Epidemic Surveillance/Public Health Emergency Response Center, Yunnan Center for Disease Control and Prevention, Kunming, Yunnan, China.
School of Public Health, Kunming Medical University, Kunming, Yunnan, China.
Medicine (Baltimore). 2022 Jul 8;101(27):e29733. doi: 10.1097/MD.0000000000029733.
This study aimed to assess the risk of coronavirus disease 2019 in the border areas of southwest China, so as to provide guidance to targeted prevention and control measures in the border areas of different risk levels. We assessed the dependence of the risk of an outbreak in the southwest China from imported cases on key parameters such as the cumulative number of infectious diseases in the border area of southwest China in the past 3 years; the connectivity of the neighboring countries with China's Southwest border, including baseline travel numbers, travel frequencies, the effect of travel restrictions, and the length of borders with neighboring countries; the cumulative number of close contacts of coronavirus disease 2019 patients; (iv) the population density in border areas; the efficacy of control measures in border areas; experts estimated risks in border areas based on experience and then given a score; Spearman correlation and Logistic regression models were used to analyze the associated factors of novel coronavirus. According to the correlation of various factors, we assigned values to each parameter, calculated the risk score of each county, and then divided each county into high, medium, and low risk according to the sick score and took different control measure according to different risk levels. Finally, the total risk level was evaluated according to the Harvard disease risk index model. The number of infectious diseases in the past 3 years, travel numbers, travel frequencies, experts estimated risk score, effect of travel restrictions, and the number of close contacts were associated with the incidence of new coronary pneumonia. It is concluded that bilateral transportation convenience is a risk factor for new coronary pneumonia, (odds ratio = 9.23, 95% confidence interval, 1.99-42.73); the number of observers is a risk factor for new coronary pneumonia (odds ratio = 1.04, 95% confidence interval, 1.00-1.08). We found that in countries with travel numbers, travel frequencies, and experts' estimated risk scores were the influencing factors of novel coronavirus. The effect of travel restrictions and the cumulative number of close contacts of the case are risk factors for novel coronavirus.
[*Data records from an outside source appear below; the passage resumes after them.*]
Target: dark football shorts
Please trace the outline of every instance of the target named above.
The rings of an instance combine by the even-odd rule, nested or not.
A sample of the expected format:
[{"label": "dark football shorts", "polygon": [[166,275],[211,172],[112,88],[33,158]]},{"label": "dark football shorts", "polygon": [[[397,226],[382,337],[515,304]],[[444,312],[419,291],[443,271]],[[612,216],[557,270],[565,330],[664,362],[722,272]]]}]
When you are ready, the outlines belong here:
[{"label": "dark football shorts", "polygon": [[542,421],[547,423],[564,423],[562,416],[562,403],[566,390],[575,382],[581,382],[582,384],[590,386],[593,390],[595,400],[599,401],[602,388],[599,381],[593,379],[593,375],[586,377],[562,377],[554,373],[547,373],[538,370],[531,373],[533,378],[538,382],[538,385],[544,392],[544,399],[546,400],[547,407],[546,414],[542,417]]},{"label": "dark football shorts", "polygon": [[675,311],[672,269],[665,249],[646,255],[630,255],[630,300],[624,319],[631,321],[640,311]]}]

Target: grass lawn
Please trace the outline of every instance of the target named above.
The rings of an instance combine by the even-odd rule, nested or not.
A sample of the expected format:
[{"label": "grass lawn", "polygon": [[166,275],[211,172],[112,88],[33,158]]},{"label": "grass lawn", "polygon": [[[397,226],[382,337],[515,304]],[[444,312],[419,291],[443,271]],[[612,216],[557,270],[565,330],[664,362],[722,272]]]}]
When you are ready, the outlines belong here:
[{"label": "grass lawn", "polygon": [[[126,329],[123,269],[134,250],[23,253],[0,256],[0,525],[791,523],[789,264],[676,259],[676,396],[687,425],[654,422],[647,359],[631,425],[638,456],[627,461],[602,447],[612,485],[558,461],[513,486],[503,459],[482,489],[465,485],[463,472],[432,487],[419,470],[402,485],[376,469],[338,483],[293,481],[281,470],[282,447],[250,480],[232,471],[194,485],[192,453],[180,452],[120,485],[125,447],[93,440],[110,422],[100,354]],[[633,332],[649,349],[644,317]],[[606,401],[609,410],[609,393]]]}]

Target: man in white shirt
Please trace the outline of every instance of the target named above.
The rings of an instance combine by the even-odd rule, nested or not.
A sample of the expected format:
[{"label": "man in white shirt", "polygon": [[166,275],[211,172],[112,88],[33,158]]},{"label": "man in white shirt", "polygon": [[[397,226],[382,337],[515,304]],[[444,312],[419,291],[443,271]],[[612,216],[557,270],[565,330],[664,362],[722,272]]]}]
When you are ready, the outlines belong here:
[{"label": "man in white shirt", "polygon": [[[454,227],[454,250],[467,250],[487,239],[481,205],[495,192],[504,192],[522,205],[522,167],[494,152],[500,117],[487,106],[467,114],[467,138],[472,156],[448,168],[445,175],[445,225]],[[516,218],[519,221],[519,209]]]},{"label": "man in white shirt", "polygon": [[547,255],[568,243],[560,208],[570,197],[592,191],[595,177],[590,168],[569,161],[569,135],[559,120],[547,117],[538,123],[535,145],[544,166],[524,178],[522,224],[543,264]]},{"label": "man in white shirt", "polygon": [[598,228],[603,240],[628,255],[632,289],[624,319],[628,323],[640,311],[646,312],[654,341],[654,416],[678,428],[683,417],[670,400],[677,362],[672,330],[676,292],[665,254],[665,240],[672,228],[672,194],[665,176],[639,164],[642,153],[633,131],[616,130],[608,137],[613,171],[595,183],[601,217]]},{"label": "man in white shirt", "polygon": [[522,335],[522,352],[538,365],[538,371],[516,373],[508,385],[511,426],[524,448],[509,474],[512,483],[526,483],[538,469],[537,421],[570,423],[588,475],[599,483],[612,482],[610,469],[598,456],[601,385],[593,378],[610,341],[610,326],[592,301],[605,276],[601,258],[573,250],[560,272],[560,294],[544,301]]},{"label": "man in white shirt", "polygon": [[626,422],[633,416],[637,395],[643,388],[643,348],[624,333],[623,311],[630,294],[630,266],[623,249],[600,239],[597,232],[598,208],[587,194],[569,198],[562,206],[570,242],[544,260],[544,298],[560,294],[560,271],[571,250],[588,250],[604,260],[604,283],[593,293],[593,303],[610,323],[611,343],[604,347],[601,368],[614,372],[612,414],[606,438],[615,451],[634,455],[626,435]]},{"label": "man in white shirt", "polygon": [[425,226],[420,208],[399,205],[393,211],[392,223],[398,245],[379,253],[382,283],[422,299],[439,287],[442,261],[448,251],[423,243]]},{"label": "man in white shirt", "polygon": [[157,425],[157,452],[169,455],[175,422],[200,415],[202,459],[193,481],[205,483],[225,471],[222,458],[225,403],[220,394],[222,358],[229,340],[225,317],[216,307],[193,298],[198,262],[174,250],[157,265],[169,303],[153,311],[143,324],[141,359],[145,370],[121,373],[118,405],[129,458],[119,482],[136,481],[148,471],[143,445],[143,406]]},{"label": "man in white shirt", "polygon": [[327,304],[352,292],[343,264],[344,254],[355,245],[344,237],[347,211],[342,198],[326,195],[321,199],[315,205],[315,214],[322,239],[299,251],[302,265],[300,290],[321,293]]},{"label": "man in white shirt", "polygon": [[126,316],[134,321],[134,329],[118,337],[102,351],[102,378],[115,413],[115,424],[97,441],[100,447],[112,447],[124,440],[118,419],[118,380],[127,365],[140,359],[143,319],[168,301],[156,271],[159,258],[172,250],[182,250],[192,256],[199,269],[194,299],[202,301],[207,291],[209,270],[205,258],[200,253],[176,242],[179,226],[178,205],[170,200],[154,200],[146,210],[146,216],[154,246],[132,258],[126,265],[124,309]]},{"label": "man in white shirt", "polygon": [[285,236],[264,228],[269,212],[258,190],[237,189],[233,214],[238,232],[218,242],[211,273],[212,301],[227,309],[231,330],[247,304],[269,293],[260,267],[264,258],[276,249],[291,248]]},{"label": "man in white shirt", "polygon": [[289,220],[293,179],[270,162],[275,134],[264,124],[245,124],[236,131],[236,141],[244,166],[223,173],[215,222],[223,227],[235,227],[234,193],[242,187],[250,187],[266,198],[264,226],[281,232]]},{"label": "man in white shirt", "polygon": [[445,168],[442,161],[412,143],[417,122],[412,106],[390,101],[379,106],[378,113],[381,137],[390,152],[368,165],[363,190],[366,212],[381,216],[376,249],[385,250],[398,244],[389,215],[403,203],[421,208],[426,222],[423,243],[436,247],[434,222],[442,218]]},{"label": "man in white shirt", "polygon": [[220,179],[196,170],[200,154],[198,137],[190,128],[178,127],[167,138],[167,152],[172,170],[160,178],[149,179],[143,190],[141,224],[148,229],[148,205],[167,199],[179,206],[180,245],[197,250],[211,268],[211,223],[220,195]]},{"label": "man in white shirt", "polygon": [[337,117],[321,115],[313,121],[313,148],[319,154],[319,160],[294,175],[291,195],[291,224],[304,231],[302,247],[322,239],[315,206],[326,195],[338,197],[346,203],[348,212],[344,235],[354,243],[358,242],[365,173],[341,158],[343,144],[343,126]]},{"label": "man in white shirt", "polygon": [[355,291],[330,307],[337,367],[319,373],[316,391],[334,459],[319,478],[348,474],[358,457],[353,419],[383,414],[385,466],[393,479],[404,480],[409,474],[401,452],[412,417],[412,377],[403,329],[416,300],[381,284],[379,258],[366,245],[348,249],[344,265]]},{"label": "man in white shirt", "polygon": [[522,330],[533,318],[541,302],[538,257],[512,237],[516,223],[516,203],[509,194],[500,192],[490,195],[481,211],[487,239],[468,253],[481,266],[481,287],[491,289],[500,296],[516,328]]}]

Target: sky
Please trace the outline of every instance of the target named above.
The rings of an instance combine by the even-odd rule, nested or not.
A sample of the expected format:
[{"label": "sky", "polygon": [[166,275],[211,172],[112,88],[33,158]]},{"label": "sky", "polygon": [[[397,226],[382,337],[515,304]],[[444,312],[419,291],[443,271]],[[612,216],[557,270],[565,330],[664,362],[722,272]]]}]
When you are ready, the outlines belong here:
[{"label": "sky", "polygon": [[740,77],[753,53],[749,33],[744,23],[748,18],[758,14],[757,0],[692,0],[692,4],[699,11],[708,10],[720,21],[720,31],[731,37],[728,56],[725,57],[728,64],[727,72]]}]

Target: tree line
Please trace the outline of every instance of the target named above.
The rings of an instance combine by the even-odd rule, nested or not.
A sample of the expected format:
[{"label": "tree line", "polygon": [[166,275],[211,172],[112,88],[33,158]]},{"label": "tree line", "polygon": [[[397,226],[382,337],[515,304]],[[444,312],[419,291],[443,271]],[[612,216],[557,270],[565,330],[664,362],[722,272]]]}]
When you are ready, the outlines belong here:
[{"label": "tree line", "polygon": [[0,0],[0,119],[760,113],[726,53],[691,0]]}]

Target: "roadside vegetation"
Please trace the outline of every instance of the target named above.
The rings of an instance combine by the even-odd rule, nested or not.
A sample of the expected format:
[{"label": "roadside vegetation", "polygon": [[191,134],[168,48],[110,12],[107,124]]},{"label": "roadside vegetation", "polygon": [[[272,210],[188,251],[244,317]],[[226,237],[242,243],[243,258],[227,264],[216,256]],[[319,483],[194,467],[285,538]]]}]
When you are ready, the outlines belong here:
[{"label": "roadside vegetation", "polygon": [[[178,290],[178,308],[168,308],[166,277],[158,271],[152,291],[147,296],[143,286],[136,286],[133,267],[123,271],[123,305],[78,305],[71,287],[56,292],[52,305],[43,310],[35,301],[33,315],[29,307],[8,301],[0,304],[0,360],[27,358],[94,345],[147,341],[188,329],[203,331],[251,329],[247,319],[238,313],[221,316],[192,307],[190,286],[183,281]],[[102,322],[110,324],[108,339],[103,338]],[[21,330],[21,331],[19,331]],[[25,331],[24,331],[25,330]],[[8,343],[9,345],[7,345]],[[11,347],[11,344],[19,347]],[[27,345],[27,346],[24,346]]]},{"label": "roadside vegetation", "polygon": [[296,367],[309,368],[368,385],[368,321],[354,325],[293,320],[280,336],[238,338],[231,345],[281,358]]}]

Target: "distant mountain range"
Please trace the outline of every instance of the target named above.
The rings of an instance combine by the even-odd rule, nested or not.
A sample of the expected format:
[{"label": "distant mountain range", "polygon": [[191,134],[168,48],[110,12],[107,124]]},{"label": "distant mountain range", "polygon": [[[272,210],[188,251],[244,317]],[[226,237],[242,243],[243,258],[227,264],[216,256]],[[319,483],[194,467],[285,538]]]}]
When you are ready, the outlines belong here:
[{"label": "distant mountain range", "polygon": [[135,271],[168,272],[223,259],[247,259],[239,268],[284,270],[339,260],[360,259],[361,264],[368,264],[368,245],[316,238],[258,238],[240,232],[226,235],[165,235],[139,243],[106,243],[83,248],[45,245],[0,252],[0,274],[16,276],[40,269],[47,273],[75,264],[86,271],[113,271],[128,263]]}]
本研究旨在评估中国西南边境地区 2019 年冠状病毒病的风险,为不同风险水平的边境地区提供有针对性的防控措施指导。我们评估了西南边境地区传染病累计病例数、与中国西南边境接壤的邻国之间的连通性(包括基线旅行人数、旅行频率、旅行限制效果和与邻国接壤的长度)、2019 年冠状病毒病密切接触者的累计人数、边境地区人口密度、边境地区控制措施的有效性、专家根据经验对边境地区的风险进行评估并给出评分等关键参数对西南地区疫情爆发风险的依赖性。采用 Spearman 相关和 Logistic 回归模型分析新型冠状病毒的相关因素。根据各因素的相关性,我们为每个参数赋值,计算每个县的风险评分,然后根据评分将每个县分为高、中、低风险,并根据不同风险水平采取不同的控制措施。最后,根据哈佛疾病风险指数模型评估总风险水平。过去 3 年的传染病数量、旅行人数、旅行频率、专家估计的风险评分、旅行限制的效果以及密切接触者的数量与新发冠状动脉肺炎的发病率有关。结果表明,双边交通便利是新发冠状动脉肺炎的危险因素(比值比=9.23,95%置信区间,1.99-42.73);观察者人数是新发冠状动脉肺炎的危险因素(比值比=1.04,95%置信区间,1.00-1.08)。我们发现,在旅行人数、旅行频率和专家估计的风险评分较高的国家,旅行限制的效果和病例的密切接触者人数是新型冠状病毒的影响因素。